Even more remarkably, the SPD has finally started to distance itself clearly from former chancellor Gerhard Schroeder, who, in addition to high-paid jobs for Nord Stream and Rosneft, was nominated last week for the board of Russian energy giant Gazprom. Days earlier, he had accused Ukraine (!) of “saber-rattling.” “Gerhard Schroeder has no role at all in the German government, he is not the chancellor. That’s me,” Scholz said this week, while Klingbeil denounced Schroeder’s Ukraine comment as “completely false” and his role in Russian state companies as “a mistake.”
So, changes in Germany’s Russia policy are clearly underway, and that includes getting serious about an idea that the SPD parliamentary group already developed in 2018 but that wasn’t put into practice under former Chancellor Angela Merkel—working toward a European Ostpolitik that takes the views and fears of Germany’s Eastern neighbors into account.
Scholz did just that when he convened the first Franco-German-Polish Weimar triangle meeting at top level in 11 years, hosting Macron, who was on his return journey from Moscow and Kyiv, and Polish President Andrej Duda, back from Beijing and the Olympics, in the chancellery on Tuesday.
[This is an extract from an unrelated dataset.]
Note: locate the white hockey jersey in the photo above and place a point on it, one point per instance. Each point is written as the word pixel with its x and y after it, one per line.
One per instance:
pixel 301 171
On Thursday, Scholz was to welcome the leaders of Estonia, Lithuania, and Latvia—the Baltic NATO and EU members most worried about being next on Putin’s revanchist list.
Whether it is all enough to persuade Putin to refrain from launching another military attack on Ukraine is hard to predict, but the German government has done its best to keep avenues open for that to happen. Thanks to Scholz’ and Macron’s efforts, the Normandy format will be meeting again at the advisor level in Berlin on Thursday. Should Putin be persuaded to “off-ramp,” then this constellation with Germany, France, Russia, and Ukraine, possibly with the US added, may be just the forum from which de-escalation and a return to the status quo might be managed.
This way, the Russian president might actually achieve one of his goals—getting Nord Stream 2 on stream. Whether it will be much used—or indeed of use for Putin's geostrategic aims—is a different question.
Henning Hoff is Executive Editor of INTERNATIONALE POLITIK QUARTERLY.